Home > Health Articles > Should Massage Hurt?

By Mara Concordia, CEO, LMT
CEO at Peaceful Spirit Massage and Wellness Centers

As the owner of peaceful Spirit Massage and Wellness center I am asked many questions about what is “right, wrong, good or bad” about massage, acupuncture and "bodywork" in general. Should I feel this way or that? What is that modality good for? And so on…..

One of the most important questions I answer on a regular basis is, “Does it or should it hurt?” For the purposes of this article I am going to focus on massage therapy and this question.

A small percentage of clients feel that if the massage doesn’t hurt it's not doing anything for you. Others feel that massage should never hurt and that being sore after a massage is bad. My quick answer is that both of these myths are false.

First, I would like to define “hurt”. We are trained to help alleviate soft tissue problems. Sometimes this process can be uncomfortable depending on many factors. For instance, does one have an actual injury to the tissue or is there a chronic repetitive movement pattern that is simply over working and fatiguing the muscles causing pain. Either way and always for the client receiving treatment the “hurt” that you feel from the process should be one that you can breathe and relax throug. For example, on a pain scale of 1-10 (ten being excruciating) the “hurt” or pain that you feel from the massage should never be more then a 7 or 8. You should be able to take a deep breath and relax with the pressure helping the muscle to also relax and release the spasm. If you find yourself tensing, or unable to take a breath then the pressure is too much and you should ask the therapist to lighten up if they have not already done so.

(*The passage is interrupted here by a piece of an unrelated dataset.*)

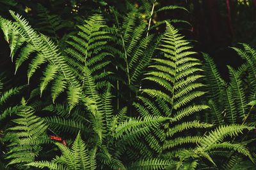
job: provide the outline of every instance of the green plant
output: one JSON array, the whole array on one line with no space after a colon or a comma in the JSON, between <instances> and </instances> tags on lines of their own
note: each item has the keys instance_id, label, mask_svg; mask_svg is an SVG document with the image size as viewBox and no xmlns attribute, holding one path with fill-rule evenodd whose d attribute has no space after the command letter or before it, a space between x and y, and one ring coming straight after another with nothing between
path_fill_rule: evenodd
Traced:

Should I be sore after my massage? Quick answer is sometimes. The soreness should not be acute pain, but more like a good work out or a "hard day’s work" soreness. When one receives deep therapy we are separating muscle layers, milking metabolic waste out from between the tissue layers and sometimes breaking up adhesions or scar tissue. These types of sessions may leave you sore, but then after 1-2 days (on rare occasions 3 days) you should feel great and that problem area should be functioning much more effectively. You may see that you have an increase in your range of motion, reduction of pain or increased muscle stamina, depending of course on what the problem was in the first place. Massage therapy is like dancing on the edge of the good pain and the "bad" at times, it can be a very thin line.

Now I will address effectiveness. What is more effective deep, moderate or light massage? The quick answer to this one is all: of the above. None of us are a stagnant, unchanging body where the same exact treatment is exactly what you need every time. In addition, over time and the more types of massage and bodywork you receive the more sensitive you become to the different benefits of each type and style. Over time you may find yourself needing a more nurturing and supportive type of session on some days and then perhaps after that hard work out or a day of pulling weeds in the garden you made need more deep tissue or sports style. And yet, on other days you may crave the gentle, subtle yet powerful energy work session to help with deep relaxation, introspection and balance. Humans have tremendous depth like the seemingly never ending layers of an onion. At some point you do get to the core layers where you have gained a very deep understanding of self, are very in touch with your body, mind & spirit and what specific needs you have; then you will know what is right for you in that moment.